When conducting a regression analysis, there are different methods that can be used to estimate the relationship between variables. OLS, or Ordinary Least Squares, is one of the most commonly used methods for linear regression. It is specifically used to estimate the parameters of a linear equation.
In your case, if you have used Excel to create a polynomial curve, you have already estimated a non-linear relationship between labor usage and output using a cubic equation. This is different from OLS, which assumes a linear relationship between the variables.
While both methods can provide estimates for the relationship between variables, they differ in the assumptions and interpretation. OLS assumes a linear relationship and estimates the coefficients that best fit the line to the data points. On the other hand, a polynomial curve such as a cubic equation allows for a non-linear relationship and estimates the coefficients specific to that equation.

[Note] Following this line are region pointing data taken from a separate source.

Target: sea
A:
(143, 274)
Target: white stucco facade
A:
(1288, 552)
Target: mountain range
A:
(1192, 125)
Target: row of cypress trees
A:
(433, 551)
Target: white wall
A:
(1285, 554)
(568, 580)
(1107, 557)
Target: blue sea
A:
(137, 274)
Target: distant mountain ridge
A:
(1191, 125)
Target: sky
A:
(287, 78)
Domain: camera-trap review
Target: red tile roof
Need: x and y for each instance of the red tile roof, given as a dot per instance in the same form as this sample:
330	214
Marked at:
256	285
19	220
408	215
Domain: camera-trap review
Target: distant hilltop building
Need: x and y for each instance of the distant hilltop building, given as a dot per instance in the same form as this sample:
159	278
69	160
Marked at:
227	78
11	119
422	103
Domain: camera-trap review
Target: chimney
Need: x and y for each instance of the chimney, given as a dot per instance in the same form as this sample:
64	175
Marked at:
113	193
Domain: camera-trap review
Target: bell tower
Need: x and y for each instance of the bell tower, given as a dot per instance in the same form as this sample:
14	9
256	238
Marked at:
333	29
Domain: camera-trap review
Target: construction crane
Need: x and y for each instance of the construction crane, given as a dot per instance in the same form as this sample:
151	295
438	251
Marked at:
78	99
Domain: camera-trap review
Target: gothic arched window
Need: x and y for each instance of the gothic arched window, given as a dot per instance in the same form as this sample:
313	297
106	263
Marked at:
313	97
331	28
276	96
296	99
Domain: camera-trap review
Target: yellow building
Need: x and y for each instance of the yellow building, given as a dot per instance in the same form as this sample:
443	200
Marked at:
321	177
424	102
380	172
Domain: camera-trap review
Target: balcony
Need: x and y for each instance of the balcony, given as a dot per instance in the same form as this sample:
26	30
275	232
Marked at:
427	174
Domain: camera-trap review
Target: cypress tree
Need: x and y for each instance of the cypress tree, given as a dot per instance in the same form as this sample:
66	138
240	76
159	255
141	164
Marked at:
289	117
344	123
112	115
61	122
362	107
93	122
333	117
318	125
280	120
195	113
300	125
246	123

To determine whether you need to perform an OLS regression analysis in addition to the polynomial curve, it depends on what you want to understand from your data. If you are primarily interested in estimating a cubic relationship and overall fit of the non-linear curve, then the polynomial curve may be sufficient. However, if you want to compare the fit and statistical significance of a linear relationship using OLS, you would need to perform that additional analysis.
It's worth noting that OLS can be easier to interpret and provides statistical measures (such as p-values) to assess the significance of the estimated coefficients. Polynomial curves, on the other hand, can provide a more flexible fit to the data but may be harder to interpret in terms of statistical significance.